Viterbi Faculty of Electrical Engineering, Technion
Synchronous detection for ultra-wide band communication systems operating at E-band carrier frequencies with high data rates
The demand for reliable high speed communication services has been increased with the fast development of modern communication techniques. These techniques support, complement and replace the existing wired solutions, handling ever increasing amounts of data. To enable a high data rate communication, the product of spectrum efficiency (in units of bits/sec/Hz) and channel bandwidth (in units of Hz) should be high enough. At microwave frequencies the available bandwidth is relatively low so the spectrum efficiency should be very high. This leads to complex and sophisticated circuitry and higher-order modulations, and hence in high power consumption and cost. A possible solution to relax the complexity of the circuitry and the digital processing effort is by decreasing the spectrum efficiency and increasing the bandwidth accordingly. Wireless communication systems that operate at frequencies of 71-86, 240 and 300 GHz can address this issue.
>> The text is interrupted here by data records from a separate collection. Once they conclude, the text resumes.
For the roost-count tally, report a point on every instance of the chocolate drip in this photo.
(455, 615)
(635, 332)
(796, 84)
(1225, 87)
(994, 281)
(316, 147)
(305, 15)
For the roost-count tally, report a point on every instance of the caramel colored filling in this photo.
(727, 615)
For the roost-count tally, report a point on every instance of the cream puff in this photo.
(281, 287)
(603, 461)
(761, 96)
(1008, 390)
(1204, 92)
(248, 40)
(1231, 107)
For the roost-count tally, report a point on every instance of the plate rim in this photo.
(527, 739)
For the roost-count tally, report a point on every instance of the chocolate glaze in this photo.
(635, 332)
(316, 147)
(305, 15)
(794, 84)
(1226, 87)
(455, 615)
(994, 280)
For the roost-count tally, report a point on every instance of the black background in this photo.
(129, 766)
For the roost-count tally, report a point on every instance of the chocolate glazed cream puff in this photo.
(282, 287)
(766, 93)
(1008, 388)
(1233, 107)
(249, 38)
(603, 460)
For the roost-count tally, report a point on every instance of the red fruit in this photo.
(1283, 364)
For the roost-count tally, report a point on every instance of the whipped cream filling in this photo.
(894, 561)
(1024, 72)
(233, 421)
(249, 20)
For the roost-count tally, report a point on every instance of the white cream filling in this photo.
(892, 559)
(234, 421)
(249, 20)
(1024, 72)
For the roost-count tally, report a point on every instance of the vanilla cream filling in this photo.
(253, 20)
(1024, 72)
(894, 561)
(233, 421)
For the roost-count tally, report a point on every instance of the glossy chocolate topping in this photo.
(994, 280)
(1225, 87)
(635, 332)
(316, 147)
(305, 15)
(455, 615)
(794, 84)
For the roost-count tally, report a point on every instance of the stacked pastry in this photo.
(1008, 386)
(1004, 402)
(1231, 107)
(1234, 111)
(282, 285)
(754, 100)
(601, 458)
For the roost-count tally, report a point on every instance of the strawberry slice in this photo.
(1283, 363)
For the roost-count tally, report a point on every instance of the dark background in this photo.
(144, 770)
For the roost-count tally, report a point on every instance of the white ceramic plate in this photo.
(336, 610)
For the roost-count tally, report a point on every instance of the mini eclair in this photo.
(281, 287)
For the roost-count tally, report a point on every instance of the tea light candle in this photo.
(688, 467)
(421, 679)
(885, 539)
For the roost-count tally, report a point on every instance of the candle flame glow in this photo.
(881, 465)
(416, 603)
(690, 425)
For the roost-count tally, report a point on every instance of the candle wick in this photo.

However despite the dramatically decreased spectrum efficiency, the increasing high-speed data rates resulting from the wide bandwidth become a very challenging issue to process. Analog-to-digital converter and digital signal processor implementation is seen as a major limitation due to their high power consumption and cost. This can be addressed by performing a carrier phase and frequency synchronization of the received signal in the analog domain with relatively low additional hardware effort and power. In this research we present a modulation-independent carrier recovery technique. The technique uses a feed-forward controlled leakage transmission carrier, which is transmitted together with the modulated data. The integreated receiver, designed for BPSK modulation, was implemented in a SiGe 0.13um heterojunction bipolar transistor process by IHP. The receiver was tested with an E-band BPSK signal of 640 Mbps.
Supervisors: Prof. Ingmar Kallfass (University of Stuttgart), Prof. Dan Ritter (Technion).